String representation of the tensor’s data type

offset_in_file: int#: 0

shape_in_file: list[int]#: ‘field(…)’

dtype_size: int#: 0

dtype_str: str = <Multiline-String>#

class nemo_automodel.components.checkpoint._backports.consolidate_hf_safetensors._OutputFileData#

Dataclass to store information about an output safetensors file.

.. attribute:: metadata_size

Size of the metadata section in bytes

.. attribute:: fqn_data

Dictionary mapping tensor names to their metadata

metadata_size: int#: 0

fqn_data: dict[str, nemo_automodel.components.checkpoint._backports.consolidate_hf_safetensors._FqnData]#: ‘field(…)’

class nemo_automodel.components.checkpoint._backports.consolidate_hf_safetensors._InputFileData#

Dataclass to store information about an input safetensors file.

.. attribute:: metadata_size

Size of the metadata section in bytes

.. attribute:: metadata

Json metadata from the safetensors file

metadata_size: int#: 0

metadata: Any#: None

nemo_automodel.components.checkpoint._backports.consolidate_hf_safetensors.GLOBAL_OUTPUT_FILES_DATA: Optional[dict[str, nemo_automodel.components.checkpoint._backports.consolidate_hf_safetensors._OutputFileData]]#: None

nemo_automodel.components.checkpoint._backports.consolidate_hf_safetensors._parse_input_metadata( input_files_data: dict[str, nemo_automodel.components.checkpoint._backports.consolidate_hf_safetensors._InputFileData], output_files_data: dict[str, nemo_automodel.components.checkpoint._backports.consolidate_hf_safetensors._OutputFileData], ) → None#

Parse metadata from input safetensors files to determine the full tensor shapes and types.

This function analyzes the metadata from all input files to determine the complete shape of each tensor after consolidation.
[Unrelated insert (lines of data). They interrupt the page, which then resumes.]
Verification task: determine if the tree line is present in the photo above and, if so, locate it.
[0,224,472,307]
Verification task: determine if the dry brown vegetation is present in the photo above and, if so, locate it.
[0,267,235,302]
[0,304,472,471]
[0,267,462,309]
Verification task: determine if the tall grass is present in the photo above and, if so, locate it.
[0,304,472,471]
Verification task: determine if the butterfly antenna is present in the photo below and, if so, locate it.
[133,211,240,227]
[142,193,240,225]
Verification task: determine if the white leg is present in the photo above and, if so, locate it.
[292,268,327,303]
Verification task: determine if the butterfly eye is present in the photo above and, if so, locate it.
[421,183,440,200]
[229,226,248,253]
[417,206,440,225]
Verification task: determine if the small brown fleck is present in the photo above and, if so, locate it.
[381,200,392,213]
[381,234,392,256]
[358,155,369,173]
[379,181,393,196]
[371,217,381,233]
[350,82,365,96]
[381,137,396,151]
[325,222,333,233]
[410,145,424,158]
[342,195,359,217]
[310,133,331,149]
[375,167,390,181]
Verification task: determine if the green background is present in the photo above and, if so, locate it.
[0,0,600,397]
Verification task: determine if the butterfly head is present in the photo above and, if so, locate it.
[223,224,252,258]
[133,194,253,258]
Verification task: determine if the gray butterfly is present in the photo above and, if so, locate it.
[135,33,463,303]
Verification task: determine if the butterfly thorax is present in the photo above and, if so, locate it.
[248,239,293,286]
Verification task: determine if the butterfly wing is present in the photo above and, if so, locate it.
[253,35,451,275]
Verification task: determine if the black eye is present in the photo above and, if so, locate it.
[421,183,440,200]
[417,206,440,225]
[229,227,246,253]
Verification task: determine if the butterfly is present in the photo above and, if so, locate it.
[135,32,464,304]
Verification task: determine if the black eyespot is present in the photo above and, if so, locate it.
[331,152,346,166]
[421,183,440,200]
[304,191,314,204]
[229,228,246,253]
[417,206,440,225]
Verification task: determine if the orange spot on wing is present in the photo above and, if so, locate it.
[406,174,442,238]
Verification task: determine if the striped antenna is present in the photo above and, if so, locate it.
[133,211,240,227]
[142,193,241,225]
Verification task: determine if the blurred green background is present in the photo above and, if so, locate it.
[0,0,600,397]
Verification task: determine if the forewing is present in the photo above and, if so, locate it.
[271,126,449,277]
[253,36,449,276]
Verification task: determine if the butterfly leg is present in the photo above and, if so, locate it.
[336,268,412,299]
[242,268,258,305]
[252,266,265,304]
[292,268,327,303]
It updates the output_files_data with this information.

Parameters:

input_files_data – dict of metadata from input safetensors files
output_files_data – Dictionary mapping output file paths to their metadata

Raises:

ValueError – If no DCP custom metadata is found in a safetensors file

nemo_automodel.components.checkpoint._backports.consolidate_hf_safetensors._write_metadata( output_files_data: dict[str, nemo_automodel.components.checkpoint._backports.consolidate_hf_safetensors._OutputFileData], ) → None#

Write metadata to the beginning of each output safetensors file.

This function writes the metadata section to each output file, including information about tensor shapes, data types, and offsets. It also updates the offset_in_file field for each tensor in the output_files_data.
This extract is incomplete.